This isn’t the first/best/most important thing that needs to be said (I have a big ramble about Battlestar: Galactica and the posthuman that I must get around to writing).
In his documentary series Fry’s Planet Word, Stephen Fry refers to the linguistic vagaries of political spin doctoring as ‘strategic ambiguity’. That sounds much more polite than ‘flip-flopping’ or ‘cynical obfuscation’ or ‘breaking election promises’ or whatever else we mere mortals would call it–it’s a little bit more nuanced, it’s calculated, and it’s probably much closer to the practical truth.
What makes it fascinating to me is that, essentially, that’s what I think poetry relies on as well. Strategic ambiguity: the careful, intentional plotting of a course between two or more possible ways of interpreting a given set of linguistic information.
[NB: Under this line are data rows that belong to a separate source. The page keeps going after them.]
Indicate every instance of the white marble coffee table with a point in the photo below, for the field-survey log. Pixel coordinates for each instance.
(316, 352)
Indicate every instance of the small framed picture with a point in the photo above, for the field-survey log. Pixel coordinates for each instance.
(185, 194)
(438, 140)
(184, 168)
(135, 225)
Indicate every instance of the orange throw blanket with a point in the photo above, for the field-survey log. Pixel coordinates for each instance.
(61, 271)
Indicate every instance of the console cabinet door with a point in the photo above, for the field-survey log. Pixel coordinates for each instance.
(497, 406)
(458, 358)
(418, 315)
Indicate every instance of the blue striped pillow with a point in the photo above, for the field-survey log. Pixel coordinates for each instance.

If we accept the premise that poetic language and political language share this key characteristic, then maybe we can start to think of poetry–its form, its construction, rather than its content–as a tool for better comprehending the strategic ambiguities of politics. Maybe it’s a (generally) low-stakes arena to practice our ability to decode these ambiguities and see how political language is calculated to be a mixed message, even in cases where it seems straightforward and univocal.
This isn’t a perfect argument by any means, but it’s been rolling around in my head for weeks now and I think there’s something to it. There are no better liars than politicians and poets; they were probably saying that as far back as Socrates. But maybe analysing one form of language will give us a better handle on the other, far more insidious one.